Tudo começou quando descobri que a obra “Parsifal” seria
apresentada em Juiz de Fora. Uma montagem homérica com grandes
músicos, tenores e sopranos (não conheço nenhum, mas, pela pompa
da produção, pressuponho que eles sejam famosos, talentosos e
incríveis), realizada em Nova York e transmitida ao vivo para
diversos países, foi, aos meus olhos, um convite tentador e
irrecusável, iria de qualquer forma; mesmo doente, sozinho, cansado
ou machucado não perderia o espetáculo por motivo algum. Comprei,
com muita antecedência, dois ingressos e um deles seria oferecido a
uma acompanhante. Tinha a pessoa certa para convidar, mas a vergonha
e o medo da recusa adiaram o pedido, no entanto, após a coragem
oriunda de coincidências saborosas e inefáveis, assumi o risco de
convidá-la, e para minha surpresa ela aceitou; não poderia ter
ficado mais feliz. Estava tranquilamente ansioso, mas sábado, quando
o momento de meu encontro se aproximava, o nervosismo tomou conta de
todos os meus pensamentos, sensações e sentidos; desta vez estaria
sóbrio, meu companheiro de noitada e outras festas, o álcool, não
me auxiliaria na censura de minha própria timidez. Como de praxe me
atrasei um pouquinho*, quando cheguei ela já estava lá me
esperando, minha demora provavelmente a incomodou; não sei, talvez
seja apenas uma falsa impressão, mas percebi um ligeiro nervosismo
nos olhos, indescritivelmente encantadores, dela. Entramos, um pouco
de conversa para quebrar o clima ligeiramente desconfortável me
tranquilizou, aliás naquele momento notei que não precisaria
interpretar uma falsa personalidade e nem mudar meu tom de voz,
poderia assumir minha verdadeira persona; ela me dava liberdade em
ser tímido, melindroso e verdadeiro, a doçura de seus gestos,
palavras e sorrisos formavam um espectro agradável, atilado e
garboso; mesmo com alguma dificuldade em me expressar, o que era
natural e esperado, me senti, ao lado dela, confortavelmente feliz.

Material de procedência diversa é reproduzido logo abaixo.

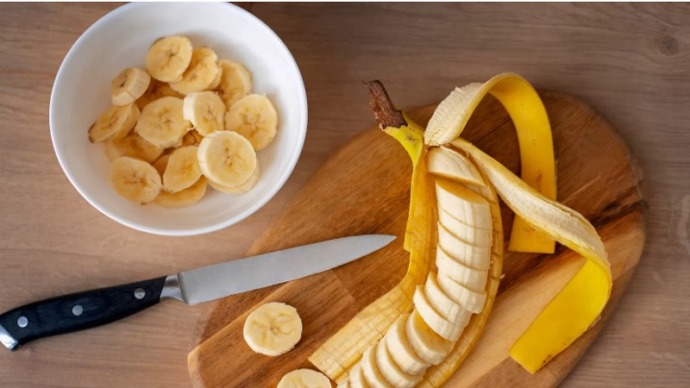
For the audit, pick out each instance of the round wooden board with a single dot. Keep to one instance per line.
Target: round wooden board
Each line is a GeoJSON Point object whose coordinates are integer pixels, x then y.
{"type": "Point", "coordinates": [364, 188]}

O espetáculo começou, veio a dúvida: “e se não houver legendas,
como compreender o alemão?”, por sorte as legendas estavam lá
solidarias e tranquilizadoras. O belíssimo prelúdio enterneceu meus
sentidos, minha expectativa era grande, estava depurado, ao lado de
uma pessoa encantadora, assistindo a ópera de um personagem
especial, feliz e esperançoso; tudo declinava ao meu favor, no
entanto a demora do primeiro ato, a estranheza - fruto do meu próprio
despreparo cognitivo – diante dos intermináveis diálogos
cantarolados, a exaustiva repetição e a falsa teatralidade de
situações incomuns e às vezes incompreensíveis foram responsáveis
pelo meu ligeiro fastio; ao contrário do início promissor, o
desenvolvimento da estória se mostrou massante e enfadonha; ao
final, contava os minutos para o intervalo, já estava morrendo de
vontade de conversar mais um pouco. Quando as cortinas se fecharam e
vieram os aplausos fiquei aliviado, deveria pensar em algo para
dizer, contudo deixei que nosso diálogo caminhasse naturalmente. Fui
ao banheiro e fiz algo que não faço: comprei pipoca, muita pipoca,
e, para acompanhar, um “balde” de refrigerantes; minha compra foi
tão exagerada que após várias horas, quando a ópera terminou, o
desperdício foi vultuoso e inevitável. Voltamos a sala de exibição
e quando vi o cronômetro, anunciando que ainda faltavam 17 minutos
para o término do intervalo, fiquei felicíssimo; continuamos a
conversar de forma natural e espontânea, entre afáveis banalidades
o tempo, infelizmente, passou em um instante.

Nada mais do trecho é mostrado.